А однажды в тот же адрес пришла открыточка, исписанная грубыми корявыми буковками с обращением: «Дарагой сын».
И Бауэр только затем лично отнес Шестаку эту открытку, чтоб пристыдить его при всех мнимоневинным:
— От матушки!
Шестак только что-то сконфуженно бормотал, да еще силился улыбаться в доказательство того, что вовсе не обиделся.

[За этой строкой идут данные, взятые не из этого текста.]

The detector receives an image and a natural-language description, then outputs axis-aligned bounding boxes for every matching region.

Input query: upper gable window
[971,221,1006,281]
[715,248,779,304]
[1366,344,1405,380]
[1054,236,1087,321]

Сделавшись правой рукой легкомысленного прапорщика Шеметуна, Бауэр получил возможность управлять мелкими делами военнопленных по собственному разумению. Это отлично чувствовали все, и потому даже офицеры склонялись перед его реальной властью.
В таких условиях нетрудно было вести борьбу за чешские интересы.
Первой задачей — которая, правда, оказалась невыполнимой — Бауэр поставил себе добиться наконец выплаты пленным заработанных денег, но так, чтоб чехи при этом имели преимущества по сравнению с прочими. Трудность была в том, что даже Шеметун не признавал такого разделения пленных. Он, правда, считал, что можно потребовать от Юлиана Антоновича порядка в счетах, — тем более что у того есть теперь свой «генерал для особых поручений», — но в остальном признавал исключительно интересы лагерного руководства, которые, впрочем, не только допускают, но и требуют серьезного отношения к платежным счетам со стороны помещичьей конторы.